Já alguém, aludindo à mesma falta de sensibilidade de que V. Exa. dá provas, em relação à velhice e aos seus poderes decrescentes e mal apoiados, sugeriu, com humor ferino, que se atirassem os velhos e os reformados para asilos desguarnecidos , situados, de preferência, em andares altos de prédios muito altos: de um 14.º andar, explicava, a desolação que se contempla até passa por paisagem. V. Exa. e os do seu governo exibem uma sensibilidade muito, mas mesmo muito, neste gosto. V. Exas. transformam a velhice num crime punível pela medida grande. As políticas radicais de V. Exa. e do seu robótico Ministro das Finanças - sim, porque a Troika informou que as políticas são vossas e não deles... – têm levado a isto: a uma total anestesia das antenas sociais ou simplesmente humanas, que caracterizam aqueles grandes políticos e estadistas que a História não confina a míseras notas de pé de página.


Falei da velhice porque é o pelouro que, de momento, tenho mais à mão. Mas o sofrimento devastador, que o fundamentalismo ideológico de V. Exa. está desencadear pelo país fora, afecta muito mais do que a fatia dos velhos e reformados. Jovens sem emprego e sem futuro à vista, homens e mulheres de todas as idades e de todos os caminhos da vida – tudo é queimado no altar ideológico onde arde a chama de um dogma cego à fria realidade dos factos e dos resultados. Dizia Joan Ruddock não acreditar que radicalismo e bom senso fossem incompatíveis. V. Exa. e o seu governo provam que o são: não há forma de conviverem pacificamente. Nisto, estou muito de acordo com a sensatez do antigo ministro conservador inglês, Francis Pym, que teve a ousadia de avisar a Primeira Ministra Margaret Thatcher (uma expoente do extremismo neoliberal), nestes  termos: “Extremismo e conservantismo são termos contraditórios”. Pym pagou, é claro, a factura: se a memória me não engana, foi o primeiro membro do primeiro governo de Thatcher a ser despedido, sem apelo nem agravo. A “conservadora” Margaret Thatcher – como o “conservador” Passos Coelho – quis misturar água com azeite, isto é, conservantismo e extremismo. Claro que não dá.
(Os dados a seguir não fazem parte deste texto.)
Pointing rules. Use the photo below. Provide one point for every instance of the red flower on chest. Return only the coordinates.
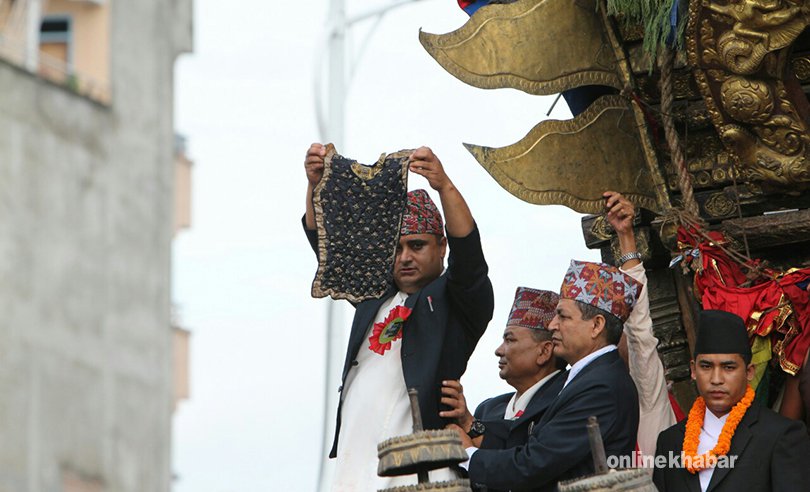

Alguém observava que os americanos ficavam muito admirados quando se sabiam odiados. É possível que, no governo e no partido a que V. Exa. preside, a maior parte dos seus constituintes não se aperceba bem (ou, apercebendo-se, não compreenda), de que lavra, no país, um grande incêndio de ressentimento e ódio. Darei a V. Exa. – e com isto termino – uma pista para um bom entendimento do que se está a passar. Atribuíram-se ao Papa Gregório VII estas palavras: ”Eu amei a justiça e odiei a iniquidade: por isso, morro no exílio.” Uma grande parte da população portuguesa, hoje, sente-se exilada no seu próprio país, pelo delito de pedir mais justiça e mais equidade. Tanto uma como outra se fazem, cada dia, mais invisíveis. Há nisto, é claro, um perigo.